Well, look: There’s a lot of literary fiction that’s worse than commercial fiction. These are just different ways to write. There are definitely different expectations from commercial fiction than literary fiction. But when commercial fiction is successful, I think literary fiction can benefit. I think they can both advance together. I love reading stuff that people would consider commercial fiction, I think some of it is definitely good.

In your book, there's a line where you are staging your apartment for a girl to come over and you try to make sure to hide like the most aggressively macho books and know that she is looking for a Jeanette Winterson book. Have your reading interests changed over time?

Have my reading habits changed over time? Yeah, I think they have. When I was growing up, I was reading a lot of male fiction, if you can call it that. I was up to my neck in Saul Bellow, which was wonderful and was very instrumental but I think I’ve gone, like most people I think I’ve expanded my range quite a bit. When you’re young you focus on things that are incredibly important to you and read, God knows, every Nabokov that’s ever been written. But then, it is time to move beyond that little place where you live and I’ve been doing that; I’m so curious to see so many people send me books now it’s exciting to go to the mailbox and see a work of Croatian fiction.

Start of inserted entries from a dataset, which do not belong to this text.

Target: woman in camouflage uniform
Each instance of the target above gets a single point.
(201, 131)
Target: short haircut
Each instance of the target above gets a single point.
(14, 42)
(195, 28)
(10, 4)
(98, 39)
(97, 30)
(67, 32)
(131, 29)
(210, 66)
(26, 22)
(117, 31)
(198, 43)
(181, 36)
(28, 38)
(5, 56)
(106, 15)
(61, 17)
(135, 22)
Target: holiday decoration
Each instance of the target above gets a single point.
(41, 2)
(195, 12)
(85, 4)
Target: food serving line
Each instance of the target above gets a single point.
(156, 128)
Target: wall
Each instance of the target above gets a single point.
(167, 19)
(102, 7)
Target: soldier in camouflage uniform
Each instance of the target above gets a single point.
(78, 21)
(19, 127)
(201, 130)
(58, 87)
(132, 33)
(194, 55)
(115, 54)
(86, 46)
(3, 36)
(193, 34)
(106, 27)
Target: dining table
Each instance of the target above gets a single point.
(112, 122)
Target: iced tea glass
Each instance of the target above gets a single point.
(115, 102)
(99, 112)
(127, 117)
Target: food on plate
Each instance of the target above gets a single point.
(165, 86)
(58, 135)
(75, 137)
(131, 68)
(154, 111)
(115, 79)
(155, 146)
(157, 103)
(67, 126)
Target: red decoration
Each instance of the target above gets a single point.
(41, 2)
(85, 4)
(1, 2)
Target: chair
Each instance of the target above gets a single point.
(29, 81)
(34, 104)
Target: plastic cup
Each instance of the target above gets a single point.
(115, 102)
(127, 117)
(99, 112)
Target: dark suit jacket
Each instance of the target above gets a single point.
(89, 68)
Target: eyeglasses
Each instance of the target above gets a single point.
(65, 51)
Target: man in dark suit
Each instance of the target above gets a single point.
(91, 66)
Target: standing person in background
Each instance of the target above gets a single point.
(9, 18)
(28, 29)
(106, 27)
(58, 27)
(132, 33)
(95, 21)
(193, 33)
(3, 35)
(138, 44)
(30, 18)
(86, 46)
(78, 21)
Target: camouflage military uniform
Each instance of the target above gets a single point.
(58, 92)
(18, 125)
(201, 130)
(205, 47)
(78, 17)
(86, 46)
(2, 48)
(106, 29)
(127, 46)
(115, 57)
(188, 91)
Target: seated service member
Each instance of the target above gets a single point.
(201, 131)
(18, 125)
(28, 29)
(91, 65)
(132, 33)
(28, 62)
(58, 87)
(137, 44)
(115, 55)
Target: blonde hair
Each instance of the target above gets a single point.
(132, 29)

You teach writing at Columbia -- talk to me about the financial requirements that are needed to get an MFA and the degree to which the MFA has changed over time as a direct line to publishing a book.

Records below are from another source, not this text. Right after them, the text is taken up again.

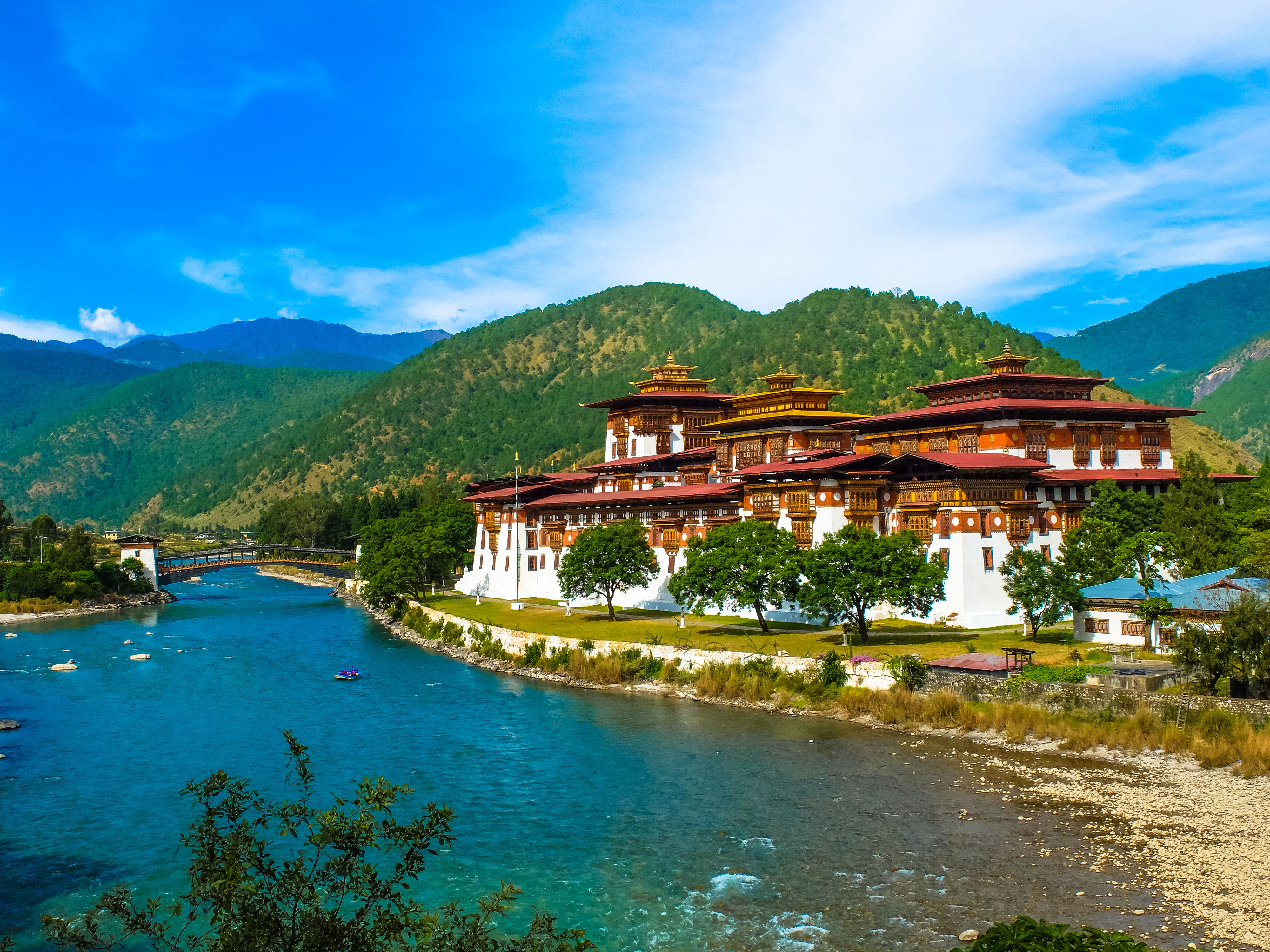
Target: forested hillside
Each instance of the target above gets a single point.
(463, 407)
(40, 385)
(1188, 329)
(173, 440)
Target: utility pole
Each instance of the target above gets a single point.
(516, 530)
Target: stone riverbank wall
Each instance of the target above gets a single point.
(867, 675)
(1059, 695)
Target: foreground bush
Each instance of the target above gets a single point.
(283, 876)
(1027, 935)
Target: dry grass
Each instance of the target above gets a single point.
(35, 606)
(731, 681)
(1216, 738)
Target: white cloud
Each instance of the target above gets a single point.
(106, 327)
(805, 152)
(223, 276)
(36, 331)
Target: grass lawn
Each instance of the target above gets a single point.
(741, 634)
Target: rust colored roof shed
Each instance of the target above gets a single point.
(972, 663)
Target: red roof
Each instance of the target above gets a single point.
(667, 395)
(973, 662)
(810, 466)
(1012, 379)
(561, 479)
(975, 461)
(1023, 408)
(664, 494)
(627, 463)
(1131, 477)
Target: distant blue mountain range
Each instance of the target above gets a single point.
(269, 342)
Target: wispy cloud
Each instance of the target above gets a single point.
(36, 329)
(769, 162)
(223, 276)
(105, 326)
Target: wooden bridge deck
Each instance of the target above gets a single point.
(184, 565)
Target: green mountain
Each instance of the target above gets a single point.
(1234, 394)
(463, 407)
(166, 441)
(1183, 331)
(40, 385)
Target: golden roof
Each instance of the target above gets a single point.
(1008, 362)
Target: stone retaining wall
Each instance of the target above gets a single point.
(866, 676)
(1089, 696)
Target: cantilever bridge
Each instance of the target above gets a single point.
(176, 568)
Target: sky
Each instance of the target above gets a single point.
(408, 166)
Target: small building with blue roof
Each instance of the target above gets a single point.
(1109, 618)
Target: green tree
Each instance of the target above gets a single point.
(6, 530)
(77, 552)
(606, 560)
(1247, 633)
(406, 555)
(1206, 535)
(853, 571)
(44, 526)
(1041, 591)
(303, 517)
(1146, 557)
(747, 564)
(289, 876)
(1089, 550)
(1205, 654)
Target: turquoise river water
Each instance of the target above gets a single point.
(656, 824)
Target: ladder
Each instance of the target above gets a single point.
(1184, 705)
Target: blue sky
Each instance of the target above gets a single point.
(398, 167)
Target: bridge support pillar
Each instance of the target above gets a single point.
(144, 549)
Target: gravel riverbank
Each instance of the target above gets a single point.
(1194, 842)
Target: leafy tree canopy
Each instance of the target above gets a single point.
(747, 564)
(853, 571)
(1206, 536)
(1042, 591)
(403, 557)
(290, 875)
(608, 559)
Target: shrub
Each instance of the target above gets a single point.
(534, 653)
(909, 671)
(1070, 675)
(1213, 725)
(763, 667)
(943, 709)
(1041, 936)
(831, 671)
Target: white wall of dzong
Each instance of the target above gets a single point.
(975, 595)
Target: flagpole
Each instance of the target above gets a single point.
(516, 530)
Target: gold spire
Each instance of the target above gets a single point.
(671, 376)
(1008, 362)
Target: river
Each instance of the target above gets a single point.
(655, 824)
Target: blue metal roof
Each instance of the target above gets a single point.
(1208, 592)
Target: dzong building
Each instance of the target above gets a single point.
(998, 461)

It’s a tough thing. Because the MFA creates an environment that is amazing. People spend two years writing and reading and living the life of the writer. But it can also create narratives that are quite similar because it’s done by committee, in a way. You’re, unless you’re completely sure of your vision or the strength of your work, you may get worried.

I’ll give you an example: When I was doing my MFA, my mentor at Hunter College was Chang-rae Lee. And he got me a book deal before I had even started class. I started workshopping the book, in pretty much the way it was going to appear. And the criticism was horrifying! The class just -- a lot of the class really hated it. If I didn’t know I already had a book deal, I probably would have tried to sort of, you know, please people more. I would have tried to maybe curtail some of the satire and take away some of the humor and make it more like other books that are out there. So it’s possible for the MFA system to do that. As a teacher my goal is to find someone’s voice, to sort of identify the real strength of the voice, and to tell them to amp that up instead of trying to create stuff that merely sounds good or clever or technically superior.

In light of the kind of stresses imparted upon you by your parents, do you now look back at your first three novels and deem them successes or little failures or big failures?

When I finished and reread the three books I had written after I finished writing "Little Failure," I was shocked by how much stuff I had taken from the autobiographical back story without even knowing it, second nature. I almost felt when I went into this stupor of writing, you get into this kind of zone, not like a Rob Ford stupor, but mentally, you’re in a zone where you don’t even fully articulate where your inspiration comes from and that’s it. I had been using me in ways I didn’t even realize -- and I thought this could be a kind of letting go of things. I could use all this material up and have a fire sale, everything must go, and then maybe that will allow me to move on and at least come up with a title for one book.